PPRuNe Forums - View Single Post - Pension Scheme Deficits - FT Analysis
View Single Post
Old 23rd Mar 2006, 14:24
  #2 (permalink)  
Re-Heat
 
Join Date: Dec 1999
Location: UK
Posts: 1,608
Likes: 0
Received 0 Likes on 0 Posts
Update re BA pensions:

Lex live: Pensions / BA
Published: March 23 2006 13:27 | Last updated: March 23 2006 13:27

Many UK companies have topped up pension schemes in the past year. British Airways’ effort on Thursday is the most aggressive, and a landmark that suggests the new Pensions Regulator is beginning to bite. In essence it suggests that pension fund trustees will demand pension schemes are funded in cash on a “marked to market” FRS17/IAS19 basis. Previously, many companies happily published such valuations in their accounts, but continued to use far more generous actuarial valuations for assessing the actual cash payments into their schemes.
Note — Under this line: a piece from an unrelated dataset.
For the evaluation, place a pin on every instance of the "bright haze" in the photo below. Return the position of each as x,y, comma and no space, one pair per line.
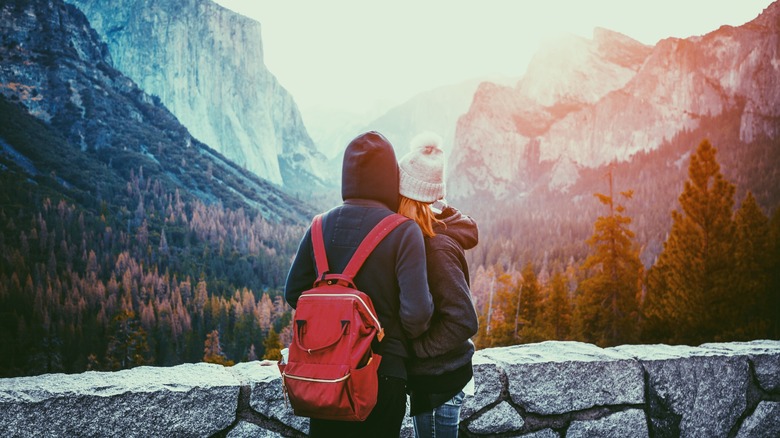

Before Thursday’s announcement, British Airways’ main scheme had a funding deficit of £1bn, as calculated by Watson Wyatt in 2003. The latest FRS17 deficit, which does not immediately book future equity returns, was £2bn. Under the new agreement, BA will pay £500m of cash into the scheme and employees will agree to stingier terms that will cut the gross liability by £450m. Any revision to longevity assumptions from the upcoming actuarial review will be shared by the company and employees.

Essentially, then, £950m will go into a scheme that the actuaries said was £1bn in deficit. Problem solved? No. BA has said it will also make annual deficiency payments of around £120m. These appear in its profit and loss statement as the notional interest cost of the FRS17/IAS19 deficit. Other companies with big deficits, such as BAE Systems, and BT, argue that this cost is just that – “notional”. BA, is pretty much alone in actually backing up the P&L charge with cash. It is by implication suggesting that the FRS17/IAS19 deficit is real.

What is the conclusion? One is that many historic actuarial valuations, some conducted by Watson Wyatt, continue to be proved ludicrously optimistic. Second, it is that the Pensions Regulator is changing behaviour. The remaining companies that ignore large FRS17/IAS19 deficits, such as BAE and BT, are looking increasingly isolated.